Dr Gabriel Scally says a COVID-19 strategy should be about 'dealing with the virus, not reopening things'.
He says public health 'hit squads' need to mobilised to deal with any local clusters that occur.
The public health expert was speaking as ministers start considering how to ease restrictions after the current level five restrictions.
A revised 'living with COVID' plan is being prepared by the Government, and is expected to be published later this month.
However, Dr Scally told The Pat Kenny Show he 'doesn't like the notion' of society living with the virus.
He said: "The notion of living with a dangerous virus that kills and disables… it doesn’t really sit well with me as a public health doctor.
"We don’t talk of living with tuberculosis, diphtheria or measles… we do everything we possibly can to get rid of these things.
“I would really love to see a strategy which talks about beating COVID, getting to Zero Covid, no COVID, or suppression of COVID… those are the sort of things that appeal to me.
"I’d like it to be a strategy for dealing with the virus, not reopening things… it should be driven by the data, not the dates."
Dr Scally said one of the weaknesses across both the UK and Ireland has been a lack of such strategies, with the focus instead on 'plans to get us out of lockdowns'.
However, he said there is now a 'great opportunity' to put in place a plan for the next 6-12 months.
He observed: "We absolutely need some really good thinking to go into how to navigate us through this next difficult period.
“I think we need to be able to mobilise and send in hit squads to deal with this virus anytime we get cases and clusters popping up.
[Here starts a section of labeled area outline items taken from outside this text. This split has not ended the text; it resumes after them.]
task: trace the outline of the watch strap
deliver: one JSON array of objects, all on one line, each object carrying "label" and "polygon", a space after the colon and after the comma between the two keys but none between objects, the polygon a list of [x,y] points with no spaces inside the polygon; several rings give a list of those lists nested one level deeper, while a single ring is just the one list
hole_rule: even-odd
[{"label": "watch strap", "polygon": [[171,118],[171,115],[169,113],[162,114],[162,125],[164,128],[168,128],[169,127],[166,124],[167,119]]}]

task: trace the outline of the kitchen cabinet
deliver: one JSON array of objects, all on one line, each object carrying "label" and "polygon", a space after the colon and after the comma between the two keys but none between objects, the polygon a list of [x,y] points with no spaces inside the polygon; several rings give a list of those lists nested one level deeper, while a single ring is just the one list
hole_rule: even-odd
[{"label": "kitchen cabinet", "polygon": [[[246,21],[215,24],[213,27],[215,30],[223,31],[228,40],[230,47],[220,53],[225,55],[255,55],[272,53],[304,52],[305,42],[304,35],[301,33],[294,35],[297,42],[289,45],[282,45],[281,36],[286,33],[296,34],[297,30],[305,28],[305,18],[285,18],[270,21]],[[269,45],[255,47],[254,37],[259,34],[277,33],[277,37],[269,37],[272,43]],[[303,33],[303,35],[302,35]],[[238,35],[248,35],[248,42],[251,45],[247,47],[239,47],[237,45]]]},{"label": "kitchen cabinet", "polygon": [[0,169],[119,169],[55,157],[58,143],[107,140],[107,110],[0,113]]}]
But to do that is no mean task… we’ve had a year now to mobilise public health resources at a local level.”
He said that public health doctors are ‘extraordinarily important’, and should be ‘brought into the game in a big way’ with all the necessary powers and resources.
He said it's vital to also be able to keep COVID-19 cases low in places that already have 'little or zero' incidence of the virus.
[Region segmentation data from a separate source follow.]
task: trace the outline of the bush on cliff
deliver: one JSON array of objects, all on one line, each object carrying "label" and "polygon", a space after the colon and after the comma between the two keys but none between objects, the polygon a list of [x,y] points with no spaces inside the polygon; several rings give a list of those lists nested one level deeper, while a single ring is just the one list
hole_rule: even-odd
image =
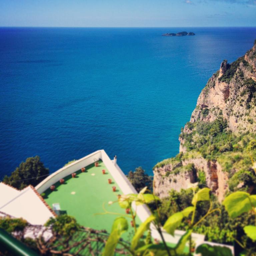
[{"label": "bush on cliff", "polygon": [[34,187],[49,174],[49,170],[44,167],[38,156],[29,157],[22,162],[9,177],[6,175],[3,180],[5,183],[18,189],[22,189],[29,185]]}]

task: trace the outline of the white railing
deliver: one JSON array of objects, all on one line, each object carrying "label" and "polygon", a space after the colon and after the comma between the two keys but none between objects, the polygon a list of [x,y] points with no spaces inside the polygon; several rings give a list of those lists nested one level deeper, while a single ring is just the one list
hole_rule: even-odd
[{"label": "white railing", "polygon": [[[49,188],[52,185],[58,181],[66,176],[70,175],[73,172],[93,163],[95,159],[101,159],[104,163],[107,169],[115,179],[118,186],[125,194],[137,194],[134,187],[125,175],[117,164],[114,165],[113,161],[110,160],[108,156],[104,150],[98,150],[88,155],[79,160],[77,160],[66,166],[61,168],[51,174],[36,187],[36,189],[39,193],[41,193]],[[133,208],[136,210],[138,216],[142,222],[144,221],[149,217],[151,213],[148,207],[145,205],[137,206],[135,204],[133,204]],[[154,238],[161,240],[160,235],[153,225],[150,226],[152,236]],[[184,231],[176,230],[174,236],[172,236],[162,230],[163,235],[166,240],[171,243],[176,244],[180,237],[185,233]],[[204,242],[205,236],[196,233],[192,233],[192,239],[195,241],[196,246],[201,244]],[[209,243],[212,245],[223,246],[223,245],[213,243]],[[232,246],[227,247],[230,248],[232,252]]]},{"label": "white railing", "polygon": [[38,184],[35,189],[40,194],[44,192],[52,185],[83,167],[93,163],[95,159],[101,158],[101,151],[98,150],[82,158],[64,166],[52,173]]}]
Dr Scally is currently visiting Professor of Public Health at University of Bristol.
It's same city where a coronavirus 'variant of concern' has recently been detected, with over a dozen cases reported to date.
Dr Scally said: “I’m getting my first vaccination tomorrow morning, and I’m very keen to know is it going to be effective against whatever is circulating in Bristol.
“The two things about the variants… you have to get your case numbers down in your own place and country… and you must stop the variants coming in.
"You have to do the two things: doing one is not enough."